Laboratory, Field and Remote Sensing

Combined use of field and laboratory measurements to test remote sensing applications to soil physics.

Clay soils have the specific property to swell upon wetting and shrink when drying out. This causes very small, but measureable, soil surface elevation, which can be linked to the soil water content. Driven by a need to measure soil water storage on large scales and with a high resolution, Bram te Brake of the Soil Physics and Land Management group of Wageningen University & Research, currently studies the possibilities to measure clay swell and shrinkage on large scales to estimate soil water storage change. The nested scales of the soil physical processes involved ask for an innovative combination of small scale laboratory measurements, field data collection and remote sensing techniques.

Fig. 1: Testing satellite based Radar Interferometry to measure swell and shrinkage
Fig. 1: Testing satellite based Radar Interferometry to measure swell and shrinkage

Large scale measurements in hydrology and soil physics nowadays highly rely on remote sensing techniques.
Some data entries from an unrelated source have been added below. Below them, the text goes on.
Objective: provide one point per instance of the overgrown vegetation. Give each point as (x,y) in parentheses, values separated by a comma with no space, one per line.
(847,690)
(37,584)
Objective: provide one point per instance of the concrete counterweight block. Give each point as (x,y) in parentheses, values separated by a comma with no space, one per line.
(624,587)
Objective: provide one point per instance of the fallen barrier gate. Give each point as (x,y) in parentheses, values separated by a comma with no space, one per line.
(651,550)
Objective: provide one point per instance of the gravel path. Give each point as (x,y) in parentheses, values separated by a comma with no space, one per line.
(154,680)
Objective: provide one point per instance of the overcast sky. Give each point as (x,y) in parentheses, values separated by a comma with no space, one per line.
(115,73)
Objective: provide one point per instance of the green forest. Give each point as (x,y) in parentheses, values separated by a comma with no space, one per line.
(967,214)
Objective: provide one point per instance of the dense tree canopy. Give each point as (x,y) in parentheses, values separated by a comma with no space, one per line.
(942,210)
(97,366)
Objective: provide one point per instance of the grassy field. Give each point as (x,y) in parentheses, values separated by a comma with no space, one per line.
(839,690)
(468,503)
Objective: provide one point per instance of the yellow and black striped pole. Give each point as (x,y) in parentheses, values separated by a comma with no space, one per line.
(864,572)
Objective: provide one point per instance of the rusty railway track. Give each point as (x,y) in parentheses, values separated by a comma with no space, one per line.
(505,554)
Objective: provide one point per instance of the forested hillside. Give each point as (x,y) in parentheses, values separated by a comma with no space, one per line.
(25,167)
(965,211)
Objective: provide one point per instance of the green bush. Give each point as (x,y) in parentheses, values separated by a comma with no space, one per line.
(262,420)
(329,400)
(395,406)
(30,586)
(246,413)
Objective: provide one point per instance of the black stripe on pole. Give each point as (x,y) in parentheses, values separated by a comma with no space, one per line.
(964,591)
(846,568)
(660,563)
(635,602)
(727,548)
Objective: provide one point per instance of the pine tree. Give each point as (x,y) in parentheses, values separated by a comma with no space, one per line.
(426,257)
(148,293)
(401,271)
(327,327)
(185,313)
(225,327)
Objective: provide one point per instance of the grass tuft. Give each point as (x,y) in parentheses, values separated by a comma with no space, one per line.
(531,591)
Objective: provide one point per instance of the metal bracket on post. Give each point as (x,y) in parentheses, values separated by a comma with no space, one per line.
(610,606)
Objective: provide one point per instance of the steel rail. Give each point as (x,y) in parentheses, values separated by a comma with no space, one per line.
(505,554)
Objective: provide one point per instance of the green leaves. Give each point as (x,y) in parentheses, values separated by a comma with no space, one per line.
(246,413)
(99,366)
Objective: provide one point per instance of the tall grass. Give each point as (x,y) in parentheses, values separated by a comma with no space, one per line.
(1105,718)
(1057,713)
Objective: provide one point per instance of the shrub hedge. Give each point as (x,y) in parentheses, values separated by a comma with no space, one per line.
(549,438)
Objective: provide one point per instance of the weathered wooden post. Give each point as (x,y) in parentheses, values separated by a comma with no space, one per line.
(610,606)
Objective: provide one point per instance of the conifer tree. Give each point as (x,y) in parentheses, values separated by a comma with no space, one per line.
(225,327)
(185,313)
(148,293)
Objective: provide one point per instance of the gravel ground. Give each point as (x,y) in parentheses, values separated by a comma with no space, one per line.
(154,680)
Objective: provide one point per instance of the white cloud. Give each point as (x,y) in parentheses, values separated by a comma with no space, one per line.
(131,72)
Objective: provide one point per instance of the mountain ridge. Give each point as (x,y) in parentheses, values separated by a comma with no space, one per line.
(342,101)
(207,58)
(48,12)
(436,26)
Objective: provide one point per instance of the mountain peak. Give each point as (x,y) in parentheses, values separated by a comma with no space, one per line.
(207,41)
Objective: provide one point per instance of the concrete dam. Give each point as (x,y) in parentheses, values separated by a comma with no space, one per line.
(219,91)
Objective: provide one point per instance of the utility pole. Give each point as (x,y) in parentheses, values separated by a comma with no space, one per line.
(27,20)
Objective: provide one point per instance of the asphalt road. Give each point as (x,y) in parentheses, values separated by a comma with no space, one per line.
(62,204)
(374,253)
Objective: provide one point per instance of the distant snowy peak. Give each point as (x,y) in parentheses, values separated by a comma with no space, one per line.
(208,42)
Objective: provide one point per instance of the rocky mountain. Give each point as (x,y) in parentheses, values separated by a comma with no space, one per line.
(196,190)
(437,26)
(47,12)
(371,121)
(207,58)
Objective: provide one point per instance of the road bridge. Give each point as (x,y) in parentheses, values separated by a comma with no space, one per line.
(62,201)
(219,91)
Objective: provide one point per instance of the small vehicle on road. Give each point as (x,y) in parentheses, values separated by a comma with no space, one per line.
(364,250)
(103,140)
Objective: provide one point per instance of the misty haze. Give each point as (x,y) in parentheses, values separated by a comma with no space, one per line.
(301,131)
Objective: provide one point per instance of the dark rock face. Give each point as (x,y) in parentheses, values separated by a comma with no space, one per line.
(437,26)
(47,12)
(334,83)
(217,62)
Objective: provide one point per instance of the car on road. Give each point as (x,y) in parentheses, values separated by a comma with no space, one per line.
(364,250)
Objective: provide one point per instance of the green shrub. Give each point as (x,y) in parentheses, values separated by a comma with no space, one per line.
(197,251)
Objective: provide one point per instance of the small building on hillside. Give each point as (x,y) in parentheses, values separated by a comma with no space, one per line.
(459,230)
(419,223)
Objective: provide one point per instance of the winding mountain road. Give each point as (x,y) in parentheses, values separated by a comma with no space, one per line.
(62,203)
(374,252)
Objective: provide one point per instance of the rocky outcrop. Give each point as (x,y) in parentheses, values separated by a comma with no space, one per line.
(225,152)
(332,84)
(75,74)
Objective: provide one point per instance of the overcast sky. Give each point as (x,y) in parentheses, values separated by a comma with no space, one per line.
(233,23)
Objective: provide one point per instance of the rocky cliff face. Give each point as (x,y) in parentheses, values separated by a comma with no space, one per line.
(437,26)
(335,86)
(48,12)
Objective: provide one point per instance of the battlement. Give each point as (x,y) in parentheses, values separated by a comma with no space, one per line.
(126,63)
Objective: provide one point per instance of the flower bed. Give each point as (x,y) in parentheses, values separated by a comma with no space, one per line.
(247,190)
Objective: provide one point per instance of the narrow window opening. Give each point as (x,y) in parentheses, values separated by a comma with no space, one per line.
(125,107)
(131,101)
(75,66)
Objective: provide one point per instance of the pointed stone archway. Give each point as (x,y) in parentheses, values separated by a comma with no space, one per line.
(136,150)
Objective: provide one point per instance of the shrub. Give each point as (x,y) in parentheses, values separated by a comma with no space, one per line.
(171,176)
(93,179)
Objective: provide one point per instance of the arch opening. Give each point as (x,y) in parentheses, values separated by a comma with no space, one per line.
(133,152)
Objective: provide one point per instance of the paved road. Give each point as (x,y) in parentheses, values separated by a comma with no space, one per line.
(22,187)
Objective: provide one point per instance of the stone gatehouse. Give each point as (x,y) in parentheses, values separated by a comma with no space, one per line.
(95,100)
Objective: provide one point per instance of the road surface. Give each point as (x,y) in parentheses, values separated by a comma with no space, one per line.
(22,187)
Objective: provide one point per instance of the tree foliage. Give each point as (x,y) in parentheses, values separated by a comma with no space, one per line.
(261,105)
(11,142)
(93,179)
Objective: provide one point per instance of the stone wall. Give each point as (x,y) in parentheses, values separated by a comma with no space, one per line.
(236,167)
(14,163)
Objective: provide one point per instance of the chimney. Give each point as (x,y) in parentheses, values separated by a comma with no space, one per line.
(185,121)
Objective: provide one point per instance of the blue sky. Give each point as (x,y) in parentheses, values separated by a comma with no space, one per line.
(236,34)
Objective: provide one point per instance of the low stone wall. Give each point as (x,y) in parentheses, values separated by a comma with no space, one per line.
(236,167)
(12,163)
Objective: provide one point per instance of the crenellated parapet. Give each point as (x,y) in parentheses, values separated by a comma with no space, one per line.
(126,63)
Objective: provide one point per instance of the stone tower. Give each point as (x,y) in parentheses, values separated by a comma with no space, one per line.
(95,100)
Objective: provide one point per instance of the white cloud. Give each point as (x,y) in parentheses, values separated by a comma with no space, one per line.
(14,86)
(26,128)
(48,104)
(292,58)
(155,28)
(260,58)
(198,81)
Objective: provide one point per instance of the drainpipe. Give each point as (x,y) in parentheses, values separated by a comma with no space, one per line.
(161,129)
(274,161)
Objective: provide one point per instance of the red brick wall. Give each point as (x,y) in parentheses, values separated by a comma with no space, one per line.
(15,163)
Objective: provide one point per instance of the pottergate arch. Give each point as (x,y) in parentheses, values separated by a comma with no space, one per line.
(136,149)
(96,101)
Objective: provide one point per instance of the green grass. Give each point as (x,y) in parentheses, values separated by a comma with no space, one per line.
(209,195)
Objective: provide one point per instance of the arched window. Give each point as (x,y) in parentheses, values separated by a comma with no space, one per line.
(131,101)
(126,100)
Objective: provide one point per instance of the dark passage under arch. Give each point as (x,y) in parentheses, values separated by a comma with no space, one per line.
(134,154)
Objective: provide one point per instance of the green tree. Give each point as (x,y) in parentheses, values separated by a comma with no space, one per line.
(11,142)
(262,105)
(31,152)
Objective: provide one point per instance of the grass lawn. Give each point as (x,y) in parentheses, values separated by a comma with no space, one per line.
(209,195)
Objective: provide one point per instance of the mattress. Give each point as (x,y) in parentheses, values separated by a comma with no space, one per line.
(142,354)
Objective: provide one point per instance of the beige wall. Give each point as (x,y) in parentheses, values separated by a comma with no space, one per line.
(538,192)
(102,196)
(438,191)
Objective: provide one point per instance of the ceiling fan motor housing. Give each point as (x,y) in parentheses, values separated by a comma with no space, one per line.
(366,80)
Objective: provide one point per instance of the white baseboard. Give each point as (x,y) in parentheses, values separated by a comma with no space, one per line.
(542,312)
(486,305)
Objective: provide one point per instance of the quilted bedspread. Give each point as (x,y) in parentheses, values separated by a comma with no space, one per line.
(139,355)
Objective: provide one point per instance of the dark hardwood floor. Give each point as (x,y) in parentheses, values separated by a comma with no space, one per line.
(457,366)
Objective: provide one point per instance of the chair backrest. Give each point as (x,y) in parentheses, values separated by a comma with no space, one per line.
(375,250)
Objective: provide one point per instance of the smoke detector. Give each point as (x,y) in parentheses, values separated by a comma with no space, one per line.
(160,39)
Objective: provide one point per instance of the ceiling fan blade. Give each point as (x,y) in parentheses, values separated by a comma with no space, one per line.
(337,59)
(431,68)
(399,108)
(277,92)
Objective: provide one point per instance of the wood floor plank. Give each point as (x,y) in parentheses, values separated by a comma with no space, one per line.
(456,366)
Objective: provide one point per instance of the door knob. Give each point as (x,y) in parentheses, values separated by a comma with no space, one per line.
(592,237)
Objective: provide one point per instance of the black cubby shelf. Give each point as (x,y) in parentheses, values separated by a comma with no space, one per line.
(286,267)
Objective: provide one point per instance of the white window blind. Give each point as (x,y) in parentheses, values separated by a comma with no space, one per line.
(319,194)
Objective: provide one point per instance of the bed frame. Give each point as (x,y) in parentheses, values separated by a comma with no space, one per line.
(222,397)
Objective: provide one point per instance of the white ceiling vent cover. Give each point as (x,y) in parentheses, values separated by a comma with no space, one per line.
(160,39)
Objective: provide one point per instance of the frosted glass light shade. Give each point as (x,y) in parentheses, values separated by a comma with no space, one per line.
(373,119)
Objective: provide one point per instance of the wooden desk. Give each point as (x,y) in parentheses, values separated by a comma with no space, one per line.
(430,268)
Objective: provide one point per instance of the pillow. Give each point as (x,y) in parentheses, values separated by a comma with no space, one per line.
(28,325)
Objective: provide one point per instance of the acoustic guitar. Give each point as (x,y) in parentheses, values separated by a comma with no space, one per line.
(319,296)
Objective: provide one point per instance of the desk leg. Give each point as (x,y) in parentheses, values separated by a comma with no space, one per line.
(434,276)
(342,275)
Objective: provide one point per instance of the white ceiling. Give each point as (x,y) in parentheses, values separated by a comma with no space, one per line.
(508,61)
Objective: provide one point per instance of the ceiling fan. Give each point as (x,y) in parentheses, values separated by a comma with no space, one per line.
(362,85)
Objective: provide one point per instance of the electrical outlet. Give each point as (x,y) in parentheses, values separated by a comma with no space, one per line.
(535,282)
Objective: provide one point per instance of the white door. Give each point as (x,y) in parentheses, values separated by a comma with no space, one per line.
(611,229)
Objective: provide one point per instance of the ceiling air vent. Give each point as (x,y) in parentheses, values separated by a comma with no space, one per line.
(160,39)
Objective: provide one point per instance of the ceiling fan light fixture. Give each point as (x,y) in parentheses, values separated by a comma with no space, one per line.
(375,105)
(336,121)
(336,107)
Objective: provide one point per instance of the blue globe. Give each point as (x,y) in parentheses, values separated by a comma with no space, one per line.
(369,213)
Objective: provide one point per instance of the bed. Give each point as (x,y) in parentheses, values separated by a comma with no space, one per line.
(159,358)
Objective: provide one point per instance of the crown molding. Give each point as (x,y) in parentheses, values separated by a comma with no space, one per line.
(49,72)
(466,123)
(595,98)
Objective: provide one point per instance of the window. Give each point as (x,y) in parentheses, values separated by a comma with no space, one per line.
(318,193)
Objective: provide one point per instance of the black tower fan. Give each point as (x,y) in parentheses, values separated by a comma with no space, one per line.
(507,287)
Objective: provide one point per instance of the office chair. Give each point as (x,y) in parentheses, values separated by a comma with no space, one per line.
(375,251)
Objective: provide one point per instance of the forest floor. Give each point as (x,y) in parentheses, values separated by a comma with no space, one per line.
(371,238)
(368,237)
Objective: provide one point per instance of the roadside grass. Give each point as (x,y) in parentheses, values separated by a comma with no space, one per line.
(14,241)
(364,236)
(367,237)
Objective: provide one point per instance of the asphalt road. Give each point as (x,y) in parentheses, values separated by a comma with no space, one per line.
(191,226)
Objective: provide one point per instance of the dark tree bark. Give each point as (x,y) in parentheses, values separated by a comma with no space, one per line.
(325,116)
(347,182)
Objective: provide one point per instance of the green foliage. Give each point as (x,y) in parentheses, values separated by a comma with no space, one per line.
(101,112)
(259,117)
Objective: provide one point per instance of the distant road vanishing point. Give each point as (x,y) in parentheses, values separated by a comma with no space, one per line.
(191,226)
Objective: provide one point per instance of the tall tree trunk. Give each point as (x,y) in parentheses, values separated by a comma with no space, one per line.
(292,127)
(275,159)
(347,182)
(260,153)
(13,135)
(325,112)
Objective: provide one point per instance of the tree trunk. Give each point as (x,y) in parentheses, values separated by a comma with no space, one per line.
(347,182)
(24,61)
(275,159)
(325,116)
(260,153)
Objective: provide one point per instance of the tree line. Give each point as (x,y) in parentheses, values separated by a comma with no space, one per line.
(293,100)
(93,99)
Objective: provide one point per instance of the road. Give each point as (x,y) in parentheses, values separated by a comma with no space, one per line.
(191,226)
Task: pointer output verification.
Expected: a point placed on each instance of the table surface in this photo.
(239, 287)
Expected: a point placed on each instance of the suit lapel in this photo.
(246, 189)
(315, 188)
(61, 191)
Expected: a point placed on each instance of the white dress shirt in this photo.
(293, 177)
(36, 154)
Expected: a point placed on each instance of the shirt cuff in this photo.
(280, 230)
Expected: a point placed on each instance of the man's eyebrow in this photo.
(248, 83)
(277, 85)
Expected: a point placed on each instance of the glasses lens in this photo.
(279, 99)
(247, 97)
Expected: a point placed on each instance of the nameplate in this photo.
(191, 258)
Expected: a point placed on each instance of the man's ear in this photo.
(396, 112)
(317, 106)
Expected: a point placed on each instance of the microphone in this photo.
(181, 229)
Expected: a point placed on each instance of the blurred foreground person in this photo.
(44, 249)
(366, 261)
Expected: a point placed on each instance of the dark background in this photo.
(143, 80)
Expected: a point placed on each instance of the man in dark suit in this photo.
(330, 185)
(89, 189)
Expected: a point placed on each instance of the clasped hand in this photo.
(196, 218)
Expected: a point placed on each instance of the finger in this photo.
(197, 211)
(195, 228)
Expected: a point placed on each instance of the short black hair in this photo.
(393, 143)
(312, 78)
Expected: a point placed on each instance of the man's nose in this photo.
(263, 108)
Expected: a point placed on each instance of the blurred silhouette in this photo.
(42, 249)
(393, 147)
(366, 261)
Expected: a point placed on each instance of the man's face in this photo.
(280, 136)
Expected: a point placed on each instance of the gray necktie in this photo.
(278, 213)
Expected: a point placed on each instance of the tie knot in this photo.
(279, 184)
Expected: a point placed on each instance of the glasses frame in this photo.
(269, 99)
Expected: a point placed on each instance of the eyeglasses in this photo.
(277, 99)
Satellite based Radar Interferometry (InSAR) is a technique capable of measuring mm to cm scale surface elevation changes. These can result from clay swell and shrinkage. The specific property of clay to swell and shrink, combined with its mineralogical and hydraulic properties, make that relations between soil moisture content, soil volume and soil moisture sensor output are not straightforward.

Fig. 2: Soil moisture sensor calibration.
Fig. 2: Soil moisture sensor calibration.
Fig. 3: Clay aggregates to determine soil shrinkage characteristic curve.
Fig. 3: Clay aggregates to determine soil shrinkage characteristic curve.

The soil physics laboratory facilitated techniques to establish the relation between soil water content, shrinkage cracks and sensor output. Field measurements and measurements in the soil physics laboratory were carried out to quantify the relation between clay aggregate volume and water content. Both measurements show a highly linear relation between volume and water content of the soil. This relation can be used to convert surface elevation changes to soil water content changes.

The possibilities and limitations of this approach using Radar Interferometry are investigated. The study shows great potential for this new application, although limitations arise in vegetated areas. Careful selection of measurement sites is therefore required. Upcoming data analysis techniques and satellite missions can boost the use of Radar Interferometry in soil physical research. Soil physical laboratory and field measurements play a crucial role to revealing the underlying processes and calibrate and validate remote sensing observations.

Further reading

Bakker, G. , M.J. van der Ploeg, H. F. Gertsen, 2011. Quantifying the influence of soil cracks on the permittivity measured with Time Domain Reflectometry. Submitted.

Te Brake, B., M.J. Van der Ploeg, and G.H. De Rooij. Applicability of soil water storage change estimation from in-situ shrinkage measurements of clay soils. In preparation.

Te Brake, B., R.F. Hanssen, M.J. Van der Ploeg, and G.H. De Rooij, 2012. Satellite based radar interferometry to estimate large-scale soil water depletion from clay shrinkage: possibilities and limitations. Submitted.